By applying an algorithm to a strange section of the periodic table of elements, physicists have at last been able to predict which elements could pair up with hydrogen to create a room temperature superconductor - one of the "holy grails" of physics.
That's incredibly exciting, because finding a material that can conduct electricity with zero resistance at higher temperatures could lead to super-efficient devices, and electricity grids that don't burn up to 7 percent of their energy to resistance.
We've already found plenty of superconductive materials, but they either need to be cooled down to extremely cold temperatures or put under intense pressure.
Now, researchers from the Moscow Institute of Physics and Technology and Skoltech, Russia, have devised a process to pick out which of a special type of metals, known as actinides, in the periodic table would be stable enough under certain conditions to exhibit superconductivity.
And it's already led to the discovery of a material that could become a superconductor at a relatively toasty minus 20°C (minus 4°F) - although it still needs to be squeezed under high pressure.
The actinides are a series of 15 metals with large atomic numbers 89 to 103 (actinium to lawrencium), sitting alongside that other weird 'outside' block of elements, the lanthanides.
Observations of the way various metal hydrides conduct electricity at certain temperatures had led researchers to suspect there was a pattern reflected by their positions in the periodic table, but the exact link wasn't clear.
Trial and error led them to find elements in the actinide series provided some borderline cases, indicating this was a good place to look for clues.
So a group of researchers led by chemist Artem Oganov set about to develop an algorithm that would match the properties of actinide hydrides with their superconductivity.
"The very idea of a connection between superconductivity and the periodic table was first put forward by Dmitry Semenok, a student at my lab," says Oganov.
"The principle he discovered is very simple and it is really amazing that no one had hit upon it before."
Finding ways to predict which elements can be arranged to form a superconducting material is a pretty big deal in a world that's focussed on squeezing every drop of energy from a power source.
Imagine a perfect wire that allowed electrons to slide along without bumping into any atoms, flowing without wasting energy in the form of heat.
Superconductors facilitate this by allowing their electrons to entangle with a partner to form a Cooper pair, which is like the quantum equivalent of putting them into the carpooling lane.
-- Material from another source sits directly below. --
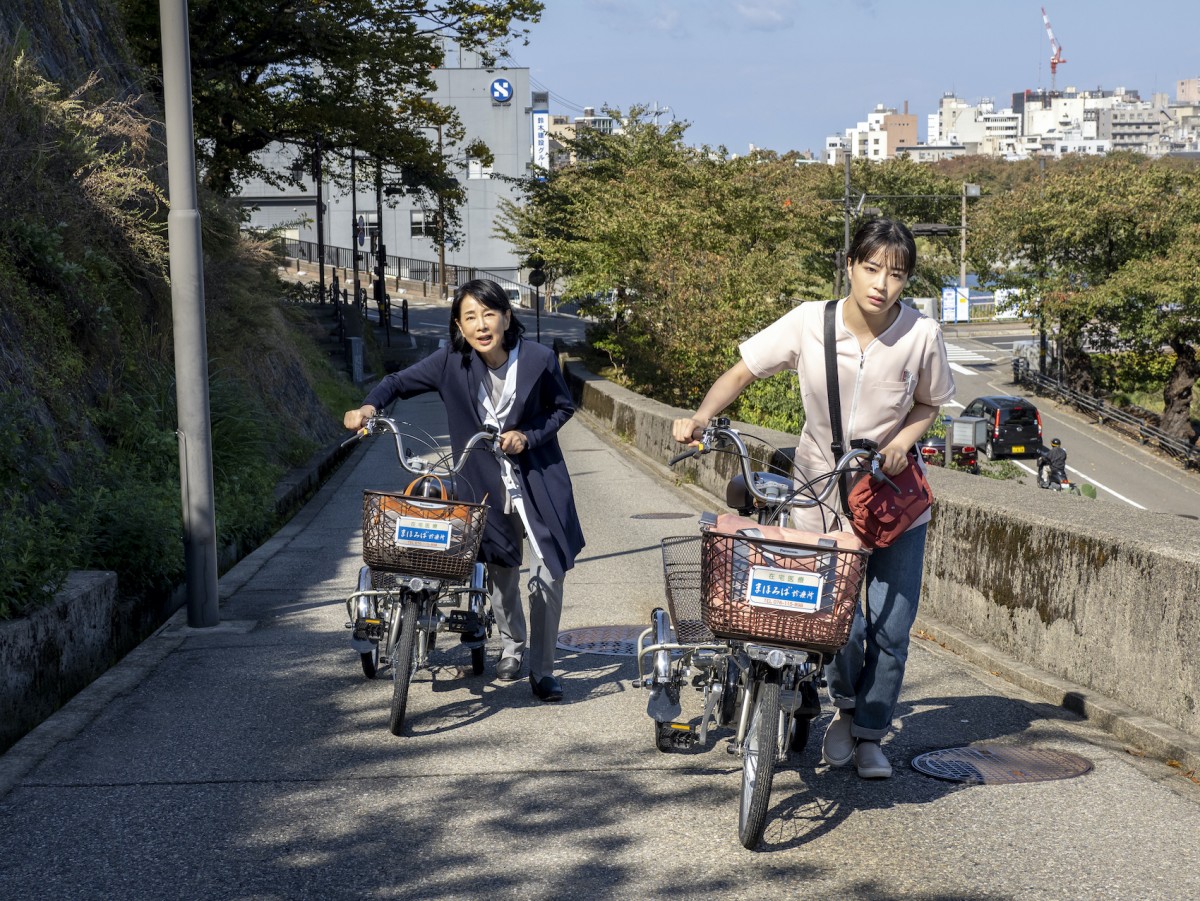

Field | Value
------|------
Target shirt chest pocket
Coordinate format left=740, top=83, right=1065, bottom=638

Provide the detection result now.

There needs to be something to hold these pairs near one another, which in most superconductors is achieved through vibrations in their structure called phonons.
Phonons are delicate things, so the material needs to be chilled right down below something like minus 234.5°C (minus 390.1°F).
That's all well and good in a laboratory, but if we want superconductivity on our desk we'll need something that doesn't require huge banks of specialised cooling equipment.
Since the 1980s, researchers have found some special materials can form stable Cooper pairs through another kind of interaction using their electrons.
The new record holder for warmest superconductor was found in stinky old 'rotten egg gas' hydrogen sulfide, which still had superconducting powers at minus 70°C (minus 94°F). That puts it in the range of liquid nitrogen cooling!
Unfortunately, to do this, it also needed to be squeezed under 1.5 million atmospheres of pressure. Easy come, easy go.
Still, the hunt continues for ways to make materials that keep their zero resistance currents at relatively warm temperatures, without the need for huge amounts of pressure.
This new algorithm used the arrangements of the electrons in the actinide series of elements to predict which could team with hydrogen to provide an ideal lattice, one that would result in a strong electron-phonon interaction.
The result is the discovery of superconducting actinium hydrides that could be as warm as minus 20°C (minus 4°F).
They still need 1.5 million atmospheres of pressure, but having a better handle on how to pick and match elements to create 'warm' superconducting materials is a find worth paying attention to.
While there are still plenty of hurdles to overcome before we can expect to have resistance-free technology in our home, discovering a general principle linking the phenomenon with the periodic arrangement of elements is a significant step forward.
This research was published in The Journal of Physical Chemistry Letters.